Entretien

« Beaucoup de chefs d’entreprise expriment de l’inquiétude », Carine Jupin, directrice régionale de la Banque de France

Directrice régionale des Hauts-de-France de la Banque de France, Carine Jupin revient sur les effets de la conjoncture sur la situation financière des entreprises locales. Elle présente également les évolutions qui attendent ces dernières l'an prochain en matière de services et d'accompagnement de la part des équipes de l'institution monétaire.

« Pour 2023, rien ne laisse présager, à ce stade, une vague de défaillances d'entreprises », souligne Carine Jupin. © Lena Heleta
« Pour 2023, rien ne laisse présager, à ce stade, une vague de défaillances d'entreprises », souligne Carine Jupin. © Lena Heleta

Picardie La Gazette : Inflation, problèmes d’approvisionnement, difficultés de recrutement… Face à un environnement moins porteur, comment résiste l’activité économique dans les Hauts-de-France ?

Carine Jupin : Sur l’ensemble de l’année 2022, le constat est globalement positif. Certes, certains secteurs d’activité soit ont connu, soit continuent d’enregistrer des creux d’activité, à l’image de la filière automobile dont le poids économique est significatif dans le PIB régional. S’inscrivant dans la tendance nationale, les défaillances d’entreprises ont également sensiblement rebondi, pour revenir à leur niveau d’avant la crise sanitaire. Le phénomène touche tout particulièrement des acteurs du BTP, du commerce et de l’hôtellerie-restauration.

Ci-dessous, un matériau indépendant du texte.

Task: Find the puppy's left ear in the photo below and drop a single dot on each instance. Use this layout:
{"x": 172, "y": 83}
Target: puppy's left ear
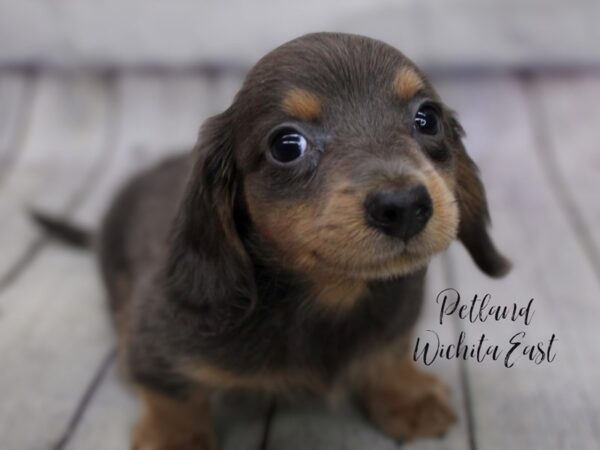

Pour autant, l’activité dans la plupart des secteurs est restée en croissance, tant dans l’industrie (agroalimentaire…) que dans les services marchands (activités de conseil…), comme l’a encore confirmé notre enquête mensuelle de conjoncture du mois d’octobre menée auprès de 750 dirigeants d’entreprise. D’ailleurs, la progression des encours de crédits d’équipement (+6,2% sur un an en octobre) tend à démontrer que les projets d’investissement demeurent nombreux dans la région.

Autre évolution positive, les difficultés d’approvisionnement qui ont longtemps pénalisé les sociétés industrielles semblent se résorber progressivement. En avril, près des deux tiers des industriels nous indiquaient pâtir des goulets d’étranglement observés sur les chaînes d’approvisionnement internationales depuis le début de la crise sanitaire. Cette proportion est aujourd’hui tombée à 43%. On ne peut que se réjouir de ces différents indicateurs, alors que les perspectives s’annoncent plus dégradées dans les prochains mois.

Anticipez-vous une récession du PIB régional en 2023 ?

Un ralentissement de l’activité paraît fortement probable. Une récession n’est également pas à exclure, mais elle serait limitée et temporaire. Une reprise est attendue en 2024. Dans le cadre de leurs échanges avec les équipes de la Banque de France, beaucoup de chefs d’entreprise expriment de l’inquiétude face à l’envolée des prix de l’énergie et au risque de délestage, notamment.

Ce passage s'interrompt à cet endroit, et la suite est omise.